Julian Degen, Althistoriker an der Universität Innsbruck, legt in einer aktuellen Publikation eine neue Interpretation der „Geburtsstunde Europas“ vor. Seine Analyse zeigt: Der persische Angriff auf Griechenland im Ersten Perserkrieg (um 490 v. Chr.) spiegelt weniger den Expansionismus des achaimenidischen Imperiums als den aufkommenden Imperialismus Athens wider. Die Forschungsarbeit entstand im Rahmen des FWF-Clusters of Excellence Eurasian Transformations und untersucht, wie imperiale Mächte die antiken Welten prägten und wie diese Perspektive unser Geschichtsverständnis bis heute beeinflusst.

Die Abwehr der persischen Invasion durch die Athener im Jahr 490 v. Chr. wird häufig als Schlüsselmoment der Weltgeschichte interpretiert: Die Athener verteidigten ihre politische Ordnung und Freiheit gegen das Expansionsstreben der Perser. Dieses Narrativ formte die Gegensätze zwischen „Westen“ und „Osten“ sowie „Demokratie gegen Despotismus“ und schließlich die Idee, die Griechen hätten mit ihrem Abwehrkampf Europa und seine Werte verteidigt. „Problematisch ist jedoch, dass diese Sichtweise nahezu ausschließlich auf einer einzigen Quelle beruht: den Historien Herodots“, betont der Althistoriker Julian Degen.

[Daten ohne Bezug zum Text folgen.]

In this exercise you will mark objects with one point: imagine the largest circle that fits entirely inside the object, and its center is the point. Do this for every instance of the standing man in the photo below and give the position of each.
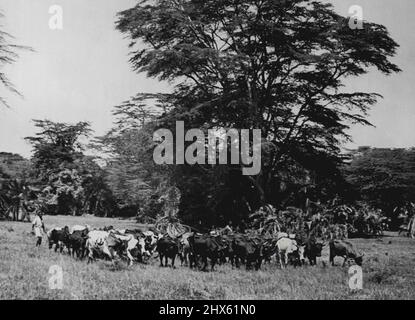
(38, 226)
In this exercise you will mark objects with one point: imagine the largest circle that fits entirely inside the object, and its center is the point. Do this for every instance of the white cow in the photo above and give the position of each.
(79, 228)
(103, 242)
(287, 246)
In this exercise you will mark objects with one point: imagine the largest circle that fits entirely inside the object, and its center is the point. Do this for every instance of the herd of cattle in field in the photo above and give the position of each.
(194, 249)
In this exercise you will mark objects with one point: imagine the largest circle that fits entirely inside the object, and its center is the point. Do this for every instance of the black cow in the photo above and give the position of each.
(77, 243)
(59, 238)
(204, 247)
(346, 250)
(313, 250)
(167, 247)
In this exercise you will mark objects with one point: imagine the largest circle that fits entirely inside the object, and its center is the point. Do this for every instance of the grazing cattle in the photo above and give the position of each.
(269, 248)
(346, 250)
(97, 244)
(109, 245)
(79, 228)
(167, 247)
(203, 247)
(313, 250)
(49, 235)
(226, 250)
(59, 238)
(130, 245)
(248, 250)
(288, 249)
(184, 248)
(151, 241)
(77, 242)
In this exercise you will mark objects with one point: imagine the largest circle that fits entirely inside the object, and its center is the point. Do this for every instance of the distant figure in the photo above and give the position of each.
(38, 226)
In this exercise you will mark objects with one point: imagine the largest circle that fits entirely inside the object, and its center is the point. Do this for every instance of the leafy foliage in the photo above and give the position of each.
(275, 65)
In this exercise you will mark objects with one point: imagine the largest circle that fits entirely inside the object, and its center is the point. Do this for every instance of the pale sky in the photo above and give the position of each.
(79, 73)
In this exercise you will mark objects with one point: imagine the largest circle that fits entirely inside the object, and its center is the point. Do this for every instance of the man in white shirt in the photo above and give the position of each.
(38, 226)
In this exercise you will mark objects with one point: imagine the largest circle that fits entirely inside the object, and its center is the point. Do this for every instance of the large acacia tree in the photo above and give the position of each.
(277, 65)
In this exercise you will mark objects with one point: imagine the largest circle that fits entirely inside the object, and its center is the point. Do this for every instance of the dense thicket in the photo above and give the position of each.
(274, 65)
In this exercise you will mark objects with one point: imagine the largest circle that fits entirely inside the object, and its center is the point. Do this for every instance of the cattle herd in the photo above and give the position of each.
(194, 249)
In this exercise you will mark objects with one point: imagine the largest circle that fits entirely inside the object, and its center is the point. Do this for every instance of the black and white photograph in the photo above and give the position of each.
(207, 150)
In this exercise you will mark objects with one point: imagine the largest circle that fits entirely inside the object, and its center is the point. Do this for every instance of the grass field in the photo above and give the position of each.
(388, 273)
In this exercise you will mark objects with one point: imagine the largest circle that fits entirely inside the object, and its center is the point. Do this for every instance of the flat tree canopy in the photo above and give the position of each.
(277, 65)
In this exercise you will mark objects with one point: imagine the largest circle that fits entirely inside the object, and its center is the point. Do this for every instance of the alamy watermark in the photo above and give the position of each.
(210, 149)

Neuinterpretation eines welthistorischen Ereignisses

Herodot verfasste sein Werk am Ende des 5. Jahrhunderts v. Chr., als der Peloponnesische Krieg (431–404 v. Chr.) die griechische Welt erschütterte und besonders Athens Umgang mit Verbündeten als brutale Machtpolitik wahrgenommen wurde. In einer interdisziplinären Analyse von Herodots Darstellung und altorientalischen Inschriften zeigt Julian Degen, dass Herodot vergangene Ereignisse aus der Gegenwartsperspektive seiner Zeit darstellt: Die von ihm geschilderten Perser handeln ähnlich, wie Athen zeitgenössisch agierte. Dadurch wird die Erzählung zur impliziten Kritik an imperialer Hybris mit der Botschaft, dass das demokratische Athen sich zu einem Imperium wandelte, das dem des persischen Großkönigs ähnelt. Die Freiheit, die Athen einst verteidigte, entzog es später anderen Griechen. Herodots Werk verdeutlicht, wie die Gegenwart die Sicht auf die Vergangenheit prägt – und wie nah uns die Antike tatsächlich ist. Diese Neuinterpretation wurde kürzlich in der renommierten Fachzeitschrift The Classical Quarterly (Cambridge University Press) publiziert.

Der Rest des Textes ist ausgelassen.